After the AAALAC recommendation we started working on a proposal. The environmental enrichment we currently provide to the mice is based on cardboard tubes and tissues, which we introduce in different quantities depending on the number of animals in each tank. The interactions of the animals with these materials are diverse, but they serve mainly as interaction and shelter, making a nest for themselves, thus improving their physical and psychological wellbeing.

On this basis (which we want to maintain), we wanted to introduce new materials on a rotating basis, changing them every two weeks, so that they could provide new stimuli for the mice.

Initially, we chose five materials, but two of them – the curly paper and the dark cellulose flakes – were quickly discarded because they were difficult to handle and because of their colour, which makes it difficult to detect blood and possible secretions from the animals. Therefore, we focused on white cotton tubes, wooden blocks and white cellulose flakes. So, since the summer of 2022 we have been evaluating the use and interaction of the mice with the material (whether they use it for nesting, gnaw on it, etc.), the durability of the material, the ease of insertion and removal of the material in the basin, its ease of reproduction and the economic cost and profitability.

The results of this environmental enrichment improvement have been satisfactory and have shown that the most optimal materials, in terms of mouse interaction and management by the animal facility staff, are cotton wool tubes and wooden blocks. That is why we now want to implement this new rotational system: in addition to providing the mice with a base enrichment, every two weeks they would be introduced to one of these two new materials with which they could interact. We believe this is a viable proposal and is a significant improvement on the current enrichment system.

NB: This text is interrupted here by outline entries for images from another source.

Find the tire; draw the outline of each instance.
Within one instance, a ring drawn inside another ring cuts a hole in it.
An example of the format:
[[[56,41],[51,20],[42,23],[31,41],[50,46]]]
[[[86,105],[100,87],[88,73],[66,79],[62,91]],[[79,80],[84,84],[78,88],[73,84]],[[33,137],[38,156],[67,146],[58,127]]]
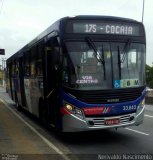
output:
[[[43,100],[39,101],[39,119],[43,125],[47,126],[47,109]]]
[[[15,104],[16,104],[17,110],[21,111],[22,107],[19,105],[19,101],[16,93],[15,93]]]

Have you started implementing your proposal then?

We have not yet started to implement this improvement. One of the objectives of this project is to simultaneously establish as homogeneous an enrichment system as possible for all the mice housed in the PRBB. This would ensure, firstly, that the welfare of all mice would be equally affected by the proposed changes and, secondly, an optimisation in management, thus reducing the likelihood of errors and making it easier to care for the animals, as we work with a large volume of trays.

“Environmental enrichment is essential for animal welfare”

This proposal was passed on to the PRBB Animal Experimentation Ethics Committee (CEEA-PRBB) and to the researchers through the Animal Facility Users Committee (CUA). All users of the animal facility know that environmental enrichment is essential to ensure the welfare of the animals. That said, there are research groups studying animal behaviour in our facilities, who expressed their doubts as to whether the introduction of varying stimuli could have a direct impact on the results of their research. In this sense, we will continue to work hand in hand with the researchers and a list will be drawn up of the groups that justifiably wish to maintain a constant enrichment of the tanks associated with their projects, so that this exception can be approved by the CEEA-PRBB. On the other hand, the Generalitat confirmed to us that, in the event of the implementation of rotational environmental enrichment, it will not be necessary to communicate it as a modification for each of the already authorised procedures.